Swing Out Sister began life as a UK trio in 1985. This consisted of keyboardist Andy Connell, drummer Martin Jackson and lead singer Corinne Drewery. While both Connell and Jackson had been in the bands A Certain Ratio and Magazine prior to this point, Drewery came from the world of glamour-being a fashion designer and model. This likely helped with their suave image. It was a member of another group called 52 Street, Diane Charlemagne. Connell’s association with her label Factory helped get the band signed. Charlemagne sang on Swing Out Sister’s original demos as well.
The bands debut album Its Better To Travel came out in the spring of 1987. Its jazzy,horn fueled and very catchy debut sing “Breakout” had become a major UK hit in the autumn and early winter of 1986. It happened exactly a year later in the US of course. It was actually only several years ago that I picked up the record on CD. Did so because,while vinyl copies were available to me, the CD contained four bonus tracks. Heard “Breakout” while growing up. And enjoyment of that groove helped me to appreciate another song on the album-their non charting debut single from 1985 called “Blue Mood”.
A theatrical,orchestral crescendo beings the song. Then the popping synth bass line pops in-along with the digital percussion that is soon joined by the electro funk styled drum machine. Bursts of rhythm guitar and MIDI horns leap in and out of the mix on the refrains. For the chorus, the chord changes key to a jazzy,keyboard based melody-coming after a leaner B section of the refrain. There is a bridge of sorts that showcases a frenetic rhythm guitar playing on where the vocal line. An extended chorus closes out the song until it all fades out.

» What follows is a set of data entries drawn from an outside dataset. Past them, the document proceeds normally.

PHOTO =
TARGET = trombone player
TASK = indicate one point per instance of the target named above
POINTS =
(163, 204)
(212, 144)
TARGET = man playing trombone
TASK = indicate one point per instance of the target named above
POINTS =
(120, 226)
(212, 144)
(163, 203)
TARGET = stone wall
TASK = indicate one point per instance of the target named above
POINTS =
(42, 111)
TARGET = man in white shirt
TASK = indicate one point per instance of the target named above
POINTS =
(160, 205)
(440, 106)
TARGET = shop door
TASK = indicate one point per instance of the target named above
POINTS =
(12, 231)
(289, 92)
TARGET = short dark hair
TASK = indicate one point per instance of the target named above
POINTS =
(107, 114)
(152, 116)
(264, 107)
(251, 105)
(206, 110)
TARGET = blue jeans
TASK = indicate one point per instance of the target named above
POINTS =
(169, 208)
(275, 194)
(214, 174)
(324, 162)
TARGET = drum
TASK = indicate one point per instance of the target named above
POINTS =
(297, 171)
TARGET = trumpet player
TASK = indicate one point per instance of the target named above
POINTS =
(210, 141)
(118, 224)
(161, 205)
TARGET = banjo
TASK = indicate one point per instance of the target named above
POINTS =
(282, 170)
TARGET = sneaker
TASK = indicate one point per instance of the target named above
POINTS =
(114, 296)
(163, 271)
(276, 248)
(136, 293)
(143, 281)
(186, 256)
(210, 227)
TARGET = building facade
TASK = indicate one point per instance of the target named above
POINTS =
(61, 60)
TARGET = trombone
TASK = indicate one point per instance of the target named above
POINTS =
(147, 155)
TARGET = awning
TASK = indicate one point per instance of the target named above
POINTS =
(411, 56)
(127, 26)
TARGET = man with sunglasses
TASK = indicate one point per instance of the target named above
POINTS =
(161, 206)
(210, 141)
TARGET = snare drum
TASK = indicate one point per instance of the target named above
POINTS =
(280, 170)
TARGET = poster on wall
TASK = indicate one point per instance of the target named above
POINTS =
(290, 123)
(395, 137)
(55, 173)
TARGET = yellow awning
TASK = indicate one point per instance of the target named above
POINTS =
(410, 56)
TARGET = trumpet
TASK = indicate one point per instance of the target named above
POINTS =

“Blue Mood” combines a number of musical threads of the mid/late 80’s. The base of it comes out of the post disco, techno based club music. Rhythmically however, the song is structured more like an Afro-Latin jazz funk number. Tons big,bouncy percussion and freestyle drums. Accordingly, the melody is strongly based in jazz as well. It goes right in with the jazzier end of the post disco UK club scene-not dissimilar to the work of Basia/Matt Bianco in that regard. Its the emphasis on groove,from both the groove and the singer, that make this song do distinctive for Swing Out Sister.